ROBINS AIR FORCE BASE, Ga. -- September is National Suicide Prevention Awareness month, and in order to promote wellness amongst the community, the 78th Medical Group wanted to review frequently asked questions about suicide for our readers.
Q. Does asking about suicidal thoughts and behavior lead to an increase in suicidal thoughts and behavior?
A. No, it doesn’t. In general, both research and clinical experience indicate the majority of those who struggle with suicidal thoughts and behavior actually feel relieved about disclosing what’s going on. Remember the A.C.E. model – Ask, Care and Escort.
Q. Is the restriction of access to means of suicide such as guns, drugs or sharp objects, effective?
A. Yes. There are a number of examples that demonstrate how restricting access to that type of item is effective. So for example, if you are aware of a friend or coworker who is having thoughts of suicide, ask if they’ve considered over-dosing and if someone can watch over their medications for the time being. As for firearms, they’re one of the most common causes of suicide in America.
There’s an unmistakable association between the possession of firearms in a home and an increased risk of ending one’s life by suicide. Specific things you can do to minimize this risk are storing the firearm in a locked location, storing it unloaded and ensuring ammunition is locked up separately from the firearm.
Q. If someone is depressed does that mean they will commit suicide?
A. In general, diagnosed mental health disorders are associated with an elevated risk of suicide. There are some exceptions, such as dementia. Studies have shown that there’s about a 3.5 percent life-time risk of death by suicide associated with a diagnosis of major depression.

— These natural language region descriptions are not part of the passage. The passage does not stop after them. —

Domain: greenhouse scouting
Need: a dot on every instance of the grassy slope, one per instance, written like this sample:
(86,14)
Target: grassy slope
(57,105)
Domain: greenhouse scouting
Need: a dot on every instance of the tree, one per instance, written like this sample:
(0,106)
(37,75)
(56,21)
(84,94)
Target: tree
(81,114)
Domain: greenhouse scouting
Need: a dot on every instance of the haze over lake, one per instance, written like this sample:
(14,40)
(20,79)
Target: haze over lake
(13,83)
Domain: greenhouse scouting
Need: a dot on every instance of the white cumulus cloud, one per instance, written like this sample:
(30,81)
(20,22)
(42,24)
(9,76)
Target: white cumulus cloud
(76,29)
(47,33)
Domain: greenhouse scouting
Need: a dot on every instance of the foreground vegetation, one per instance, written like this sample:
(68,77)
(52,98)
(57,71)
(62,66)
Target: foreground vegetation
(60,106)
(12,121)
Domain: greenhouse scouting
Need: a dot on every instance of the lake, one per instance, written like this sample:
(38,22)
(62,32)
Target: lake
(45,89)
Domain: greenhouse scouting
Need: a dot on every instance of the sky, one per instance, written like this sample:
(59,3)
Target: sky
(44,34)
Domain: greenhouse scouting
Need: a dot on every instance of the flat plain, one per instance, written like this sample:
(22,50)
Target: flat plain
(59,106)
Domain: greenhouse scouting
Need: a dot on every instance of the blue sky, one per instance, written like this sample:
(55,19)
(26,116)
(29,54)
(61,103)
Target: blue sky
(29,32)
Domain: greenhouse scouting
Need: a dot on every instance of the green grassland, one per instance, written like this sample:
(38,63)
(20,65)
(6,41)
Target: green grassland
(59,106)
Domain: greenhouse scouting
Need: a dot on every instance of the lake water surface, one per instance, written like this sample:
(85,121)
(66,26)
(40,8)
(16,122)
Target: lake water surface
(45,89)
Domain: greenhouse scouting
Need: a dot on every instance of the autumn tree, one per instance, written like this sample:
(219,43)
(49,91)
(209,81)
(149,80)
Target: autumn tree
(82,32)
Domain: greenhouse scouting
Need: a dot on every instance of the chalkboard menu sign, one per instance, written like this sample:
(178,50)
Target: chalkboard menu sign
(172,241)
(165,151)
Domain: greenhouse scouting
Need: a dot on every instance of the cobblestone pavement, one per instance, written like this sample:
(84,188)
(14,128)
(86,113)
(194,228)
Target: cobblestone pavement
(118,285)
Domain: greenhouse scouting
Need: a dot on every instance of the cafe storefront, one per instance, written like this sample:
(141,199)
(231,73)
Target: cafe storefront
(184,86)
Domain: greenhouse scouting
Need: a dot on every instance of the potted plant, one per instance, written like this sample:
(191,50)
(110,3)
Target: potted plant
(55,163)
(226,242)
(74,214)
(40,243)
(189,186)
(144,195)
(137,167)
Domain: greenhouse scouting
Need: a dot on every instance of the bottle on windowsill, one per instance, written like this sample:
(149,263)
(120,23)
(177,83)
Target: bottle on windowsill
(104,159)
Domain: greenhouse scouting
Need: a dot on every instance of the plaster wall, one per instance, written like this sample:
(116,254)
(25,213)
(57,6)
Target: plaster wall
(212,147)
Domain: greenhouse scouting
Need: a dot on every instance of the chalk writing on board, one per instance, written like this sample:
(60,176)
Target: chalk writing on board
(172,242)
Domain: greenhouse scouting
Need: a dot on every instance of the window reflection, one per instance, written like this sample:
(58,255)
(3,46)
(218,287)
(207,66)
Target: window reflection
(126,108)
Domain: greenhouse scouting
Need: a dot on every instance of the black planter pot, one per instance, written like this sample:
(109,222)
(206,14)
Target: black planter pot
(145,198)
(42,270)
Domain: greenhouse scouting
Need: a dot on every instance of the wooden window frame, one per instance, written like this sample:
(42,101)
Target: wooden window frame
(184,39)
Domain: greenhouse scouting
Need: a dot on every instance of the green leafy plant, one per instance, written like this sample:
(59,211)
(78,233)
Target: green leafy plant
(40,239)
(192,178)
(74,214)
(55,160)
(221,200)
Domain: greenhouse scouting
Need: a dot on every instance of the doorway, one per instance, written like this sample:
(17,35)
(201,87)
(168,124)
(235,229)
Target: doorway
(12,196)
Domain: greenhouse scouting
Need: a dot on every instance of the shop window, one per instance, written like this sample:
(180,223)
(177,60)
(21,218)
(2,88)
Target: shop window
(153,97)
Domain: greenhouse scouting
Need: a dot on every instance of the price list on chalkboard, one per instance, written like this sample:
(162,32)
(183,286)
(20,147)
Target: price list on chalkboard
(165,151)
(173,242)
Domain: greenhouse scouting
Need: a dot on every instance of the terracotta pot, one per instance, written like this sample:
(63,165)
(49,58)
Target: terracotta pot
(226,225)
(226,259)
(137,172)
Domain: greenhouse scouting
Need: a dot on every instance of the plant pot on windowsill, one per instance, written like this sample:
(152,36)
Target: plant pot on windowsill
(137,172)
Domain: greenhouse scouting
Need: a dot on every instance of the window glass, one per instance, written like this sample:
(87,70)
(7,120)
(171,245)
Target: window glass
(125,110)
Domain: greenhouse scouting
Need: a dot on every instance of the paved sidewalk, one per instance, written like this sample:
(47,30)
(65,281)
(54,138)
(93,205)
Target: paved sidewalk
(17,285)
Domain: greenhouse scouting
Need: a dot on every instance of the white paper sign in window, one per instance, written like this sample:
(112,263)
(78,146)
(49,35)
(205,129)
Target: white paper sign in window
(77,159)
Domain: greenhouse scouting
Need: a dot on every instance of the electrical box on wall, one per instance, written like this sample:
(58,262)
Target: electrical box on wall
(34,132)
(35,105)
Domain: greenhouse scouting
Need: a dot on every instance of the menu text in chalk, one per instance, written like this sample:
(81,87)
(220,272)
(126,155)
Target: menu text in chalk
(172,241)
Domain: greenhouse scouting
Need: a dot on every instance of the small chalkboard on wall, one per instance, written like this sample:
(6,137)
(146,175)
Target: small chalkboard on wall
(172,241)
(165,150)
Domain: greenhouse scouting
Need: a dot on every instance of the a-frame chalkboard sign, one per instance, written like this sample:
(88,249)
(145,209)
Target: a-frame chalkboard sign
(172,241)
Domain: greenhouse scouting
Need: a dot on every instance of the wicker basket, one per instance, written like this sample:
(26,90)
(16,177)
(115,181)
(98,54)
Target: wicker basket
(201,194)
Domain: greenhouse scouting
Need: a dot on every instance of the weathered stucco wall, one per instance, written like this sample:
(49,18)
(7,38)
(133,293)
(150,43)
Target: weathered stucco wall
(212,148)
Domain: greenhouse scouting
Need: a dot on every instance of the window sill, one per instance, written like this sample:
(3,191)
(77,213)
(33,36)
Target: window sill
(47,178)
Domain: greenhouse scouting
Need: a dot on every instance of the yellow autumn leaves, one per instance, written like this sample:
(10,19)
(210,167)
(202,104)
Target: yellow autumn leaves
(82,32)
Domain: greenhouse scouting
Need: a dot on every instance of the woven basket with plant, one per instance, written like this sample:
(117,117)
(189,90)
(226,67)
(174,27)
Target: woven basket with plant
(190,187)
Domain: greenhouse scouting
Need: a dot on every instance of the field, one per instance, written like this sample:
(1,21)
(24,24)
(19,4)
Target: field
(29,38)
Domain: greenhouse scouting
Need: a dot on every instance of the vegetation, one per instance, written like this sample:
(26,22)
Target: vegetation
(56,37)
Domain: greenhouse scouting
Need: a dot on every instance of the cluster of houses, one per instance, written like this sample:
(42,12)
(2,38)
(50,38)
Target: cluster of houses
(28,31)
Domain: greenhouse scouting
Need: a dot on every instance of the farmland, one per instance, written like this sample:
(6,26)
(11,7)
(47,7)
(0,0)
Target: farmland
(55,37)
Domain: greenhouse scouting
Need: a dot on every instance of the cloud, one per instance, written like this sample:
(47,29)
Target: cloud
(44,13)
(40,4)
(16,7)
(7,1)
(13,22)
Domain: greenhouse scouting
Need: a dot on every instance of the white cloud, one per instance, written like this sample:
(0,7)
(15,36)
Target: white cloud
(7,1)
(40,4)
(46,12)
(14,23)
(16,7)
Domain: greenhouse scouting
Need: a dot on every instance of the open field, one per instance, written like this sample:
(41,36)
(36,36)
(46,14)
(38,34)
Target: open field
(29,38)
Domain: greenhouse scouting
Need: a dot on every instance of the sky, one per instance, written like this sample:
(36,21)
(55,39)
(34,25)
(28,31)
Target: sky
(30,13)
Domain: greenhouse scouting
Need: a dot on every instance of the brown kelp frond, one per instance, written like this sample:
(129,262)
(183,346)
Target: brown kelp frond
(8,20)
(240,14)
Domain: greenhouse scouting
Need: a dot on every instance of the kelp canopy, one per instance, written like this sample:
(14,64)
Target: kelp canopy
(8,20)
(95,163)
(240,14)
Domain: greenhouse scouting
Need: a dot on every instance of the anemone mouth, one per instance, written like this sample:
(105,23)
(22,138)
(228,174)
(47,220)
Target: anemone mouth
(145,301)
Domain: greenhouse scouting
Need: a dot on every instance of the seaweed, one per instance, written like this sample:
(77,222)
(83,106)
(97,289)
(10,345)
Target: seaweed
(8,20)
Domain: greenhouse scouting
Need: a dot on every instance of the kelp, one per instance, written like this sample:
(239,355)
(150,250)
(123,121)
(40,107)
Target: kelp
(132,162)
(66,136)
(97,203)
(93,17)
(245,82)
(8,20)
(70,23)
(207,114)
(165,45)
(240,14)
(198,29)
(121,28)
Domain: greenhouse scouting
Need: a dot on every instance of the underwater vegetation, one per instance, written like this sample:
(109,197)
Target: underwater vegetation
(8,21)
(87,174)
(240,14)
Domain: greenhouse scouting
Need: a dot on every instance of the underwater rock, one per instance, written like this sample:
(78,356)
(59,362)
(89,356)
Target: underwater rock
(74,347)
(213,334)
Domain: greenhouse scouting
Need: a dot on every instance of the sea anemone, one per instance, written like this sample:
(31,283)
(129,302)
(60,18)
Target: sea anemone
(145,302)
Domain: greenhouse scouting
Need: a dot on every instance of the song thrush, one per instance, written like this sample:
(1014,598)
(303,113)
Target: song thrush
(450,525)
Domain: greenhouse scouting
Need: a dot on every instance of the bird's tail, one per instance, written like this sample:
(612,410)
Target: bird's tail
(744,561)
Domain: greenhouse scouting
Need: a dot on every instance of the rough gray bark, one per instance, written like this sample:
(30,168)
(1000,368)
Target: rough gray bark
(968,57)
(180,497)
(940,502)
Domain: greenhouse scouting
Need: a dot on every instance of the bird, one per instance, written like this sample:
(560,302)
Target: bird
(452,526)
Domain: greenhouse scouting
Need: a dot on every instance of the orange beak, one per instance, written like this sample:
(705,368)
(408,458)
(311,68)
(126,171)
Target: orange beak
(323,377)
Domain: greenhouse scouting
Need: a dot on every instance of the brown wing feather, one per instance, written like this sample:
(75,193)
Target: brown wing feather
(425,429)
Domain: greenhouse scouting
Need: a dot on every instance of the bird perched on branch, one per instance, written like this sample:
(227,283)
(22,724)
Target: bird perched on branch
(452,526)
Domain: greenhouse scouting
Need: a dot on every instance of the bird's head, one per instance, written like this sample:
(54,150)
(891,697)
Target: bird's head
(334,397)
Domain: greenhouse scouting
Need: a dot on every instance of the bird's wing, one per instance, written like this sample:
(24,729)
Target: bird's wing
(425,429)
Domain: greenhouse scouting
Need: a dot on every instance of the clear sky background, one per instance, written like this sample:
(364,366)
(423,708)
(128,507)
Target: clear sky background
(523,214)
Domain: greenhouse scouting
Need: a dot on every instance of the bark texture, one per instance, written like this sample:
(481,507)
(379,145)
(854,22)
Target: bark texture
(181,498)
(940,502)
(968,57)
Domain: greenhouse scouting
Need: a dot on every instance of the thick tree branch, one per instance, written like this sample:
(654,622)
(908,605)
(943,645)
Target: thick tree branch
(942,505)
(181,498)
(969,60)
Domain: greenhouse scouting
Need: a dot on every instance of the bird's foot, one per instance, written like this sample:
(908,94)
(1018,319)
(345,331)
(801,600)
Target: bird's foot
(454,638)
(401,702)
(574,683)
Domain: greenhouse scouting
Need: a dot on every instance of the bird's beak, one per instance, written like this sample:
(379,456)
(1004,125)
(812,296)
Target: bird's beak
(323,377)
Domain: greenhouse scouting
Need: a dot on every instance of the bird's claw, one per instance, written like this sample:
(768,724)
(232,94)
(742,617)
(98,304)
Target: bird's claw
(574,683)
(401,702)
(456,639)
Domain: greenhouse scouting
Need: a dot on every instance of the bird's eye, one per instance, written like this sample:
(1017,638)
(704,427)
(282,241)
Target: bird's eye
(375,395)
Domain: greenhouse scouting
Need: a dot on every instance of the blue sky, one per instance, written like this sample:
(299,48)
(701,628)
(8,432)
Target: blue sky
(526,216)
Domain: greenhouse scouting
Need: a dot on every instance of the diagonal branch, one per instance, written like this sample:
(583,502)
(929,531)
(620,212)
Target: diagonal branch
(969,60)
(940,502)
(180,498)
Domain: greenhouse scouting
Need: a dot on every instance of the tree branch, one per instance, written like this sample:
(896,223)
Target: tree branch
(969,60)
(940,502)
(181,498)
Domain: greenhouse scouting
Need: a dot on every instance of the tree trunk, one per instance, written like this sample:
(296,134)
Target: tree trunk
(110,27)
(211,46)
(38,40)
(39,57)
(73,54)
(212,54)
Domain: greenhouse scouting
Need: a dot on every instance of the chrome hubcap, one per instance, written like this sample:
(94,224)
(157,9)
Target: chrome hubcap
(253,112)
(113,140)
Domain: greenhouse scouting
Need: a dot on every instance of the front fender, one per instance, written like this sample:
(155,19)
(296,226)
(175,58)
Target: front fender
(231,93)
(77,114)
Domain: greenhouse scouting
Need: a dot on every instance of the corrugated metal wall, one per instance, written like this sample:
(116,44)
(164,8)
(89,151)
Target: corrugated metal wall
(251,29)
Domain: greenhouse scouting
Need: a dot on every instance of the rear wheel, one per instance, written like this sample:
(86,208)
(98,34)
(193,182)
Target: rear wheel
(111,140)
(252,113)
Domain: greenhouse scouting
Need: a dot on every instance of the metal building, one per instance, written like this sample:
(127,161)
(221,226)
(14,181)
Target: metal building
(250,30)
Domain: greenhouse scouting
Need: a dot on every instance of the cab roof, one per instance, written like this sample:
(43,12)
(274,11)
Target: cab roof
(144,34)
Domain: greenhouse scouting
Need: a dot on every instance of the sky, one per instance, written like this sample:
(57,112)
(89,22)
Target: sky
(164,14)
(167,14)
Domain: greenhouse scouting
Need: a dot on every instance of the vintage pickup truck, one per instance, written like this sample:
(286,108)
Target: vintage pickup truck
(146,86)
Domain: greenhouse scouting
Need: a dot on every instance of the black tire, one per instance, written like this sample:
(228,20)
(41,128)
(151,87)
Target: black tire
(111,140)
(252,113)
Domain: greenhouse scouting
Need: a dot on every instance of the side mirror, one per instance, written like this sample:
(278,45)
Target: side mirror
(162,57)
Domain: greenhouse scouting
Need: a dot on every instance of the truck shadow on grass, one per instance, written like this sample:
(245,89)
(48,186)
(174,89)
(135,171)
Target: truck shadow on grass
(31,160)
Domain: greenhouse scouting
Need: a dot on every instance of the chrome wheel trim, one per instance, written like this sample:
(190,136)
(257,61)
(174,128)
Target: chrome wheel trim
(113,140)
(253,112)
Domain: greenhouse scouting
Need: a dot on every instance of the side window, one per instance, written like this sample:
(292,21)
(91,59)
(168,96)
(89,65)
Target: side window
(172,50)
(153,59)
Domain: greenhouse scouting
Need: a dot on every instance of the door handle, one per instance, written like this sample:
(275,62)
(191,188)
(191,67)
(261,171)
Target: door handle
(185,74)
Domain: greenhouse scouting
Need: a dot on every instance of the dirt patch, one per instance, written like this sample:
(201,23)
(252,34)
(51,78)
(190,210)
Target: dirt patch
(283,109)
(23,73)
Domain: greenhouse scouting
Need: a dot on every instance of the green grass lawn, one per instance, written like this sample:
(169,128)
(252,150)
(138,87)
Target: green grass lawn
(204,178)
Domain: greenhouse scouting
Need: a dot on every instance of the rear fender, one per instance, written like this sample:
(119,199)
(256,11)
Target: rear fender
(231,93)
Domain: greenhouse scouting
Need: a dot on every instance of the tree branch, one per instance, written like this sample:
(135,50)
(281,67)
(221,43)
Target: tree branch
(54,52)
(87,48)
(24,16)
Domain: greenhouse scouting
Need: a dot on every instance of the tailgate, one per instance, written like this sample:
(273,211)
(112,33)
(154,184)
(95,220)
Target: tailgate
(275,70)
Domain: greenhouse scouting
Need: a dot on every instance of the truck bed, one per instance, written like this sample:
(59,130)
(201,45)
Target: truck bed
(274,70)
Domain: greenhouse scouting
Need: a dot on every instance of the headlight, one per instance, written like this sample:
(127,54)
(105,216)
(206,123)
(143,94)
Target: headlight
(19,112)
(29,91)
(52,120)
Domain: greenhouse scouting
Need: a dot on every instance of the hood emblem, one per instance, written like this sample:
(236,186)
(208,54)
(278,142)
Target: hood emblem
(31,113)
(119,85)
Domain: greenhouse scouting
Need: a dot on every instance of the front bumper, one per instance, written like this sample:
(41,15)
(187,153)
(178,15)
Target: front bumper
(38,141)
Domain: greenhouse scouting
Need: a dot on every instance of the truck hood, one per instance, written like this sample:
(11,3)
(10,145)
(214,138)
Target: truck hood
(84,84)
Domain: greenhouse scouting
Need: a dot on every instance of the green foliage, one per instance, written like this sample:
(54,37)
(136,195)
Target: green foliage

Follow-up studies have shown that about two-thirds of those who die by suicide had depressive symptoms at the time of death. If you notice a change in someone – lowered mood, feelings of hopelessness, isolation – not only is it OK to ask about thoughts of suicide, it’s encouraged.
Q. Is suicide a problem in other countries? How does it differ between them?
A. About 1 million people worldwide die from suicide each year, about 16 per 100,000, according to the World Health Organization.
Generally speaking, more people die annually by suicide than in wars. Deaths from suicide may even be greater than death by motor vehicle accidents in some locations.
Countries in the Baltic States – Lithuania, Hungary – typically have higher rates than Mediterranean countries such as Greece and Turkey. Common methods of ending a life by suicide also differ between countries.
In the U.S. specifically, firearms, hanging and poisoning with drugs are the most common methods.
Q. What are protective factors for suicide risk?
A. Protective factors are aspects of our lives that protect us from or lessen the impact of suicidal thoughts and behavior.
Some important protective factors that boost our resiliency are: Effective healthcare for mental and physical health disorders, easy access to a variety of clinical services, problem solving skills, specific cultural, spiritual or religious beliefs that discourage suicide, sobriety and social support.
Q. Who can I contact for help if I’m struggling with thoughts of suicide or have a friend who is?
A. There are a number of helping agencies on base that can provide support and guidance when it comes to suicidal thoughts for you or a friend.
The 78 MDG’s Mental Health, ADAPT, and Family Advocacy clinics are open to all active duty service members and can be reached at 478-327-8398.
If you’re an active duty service member, dependent or spouse you can use the Behavioral Health Optimization Program in primary care (call central appointments to book an appointment at 478-327-7850).
The chapel can be reached at 478-926-2821. If you’re not on base, you can call your local police station, dial 9-1-1 or go to a nearby emergency room.
Additionally, the National Suicide Prevention Hotline can be reached anytime at 1-800-273-8255 and Military One Source can be reached at 1-800-342-9647.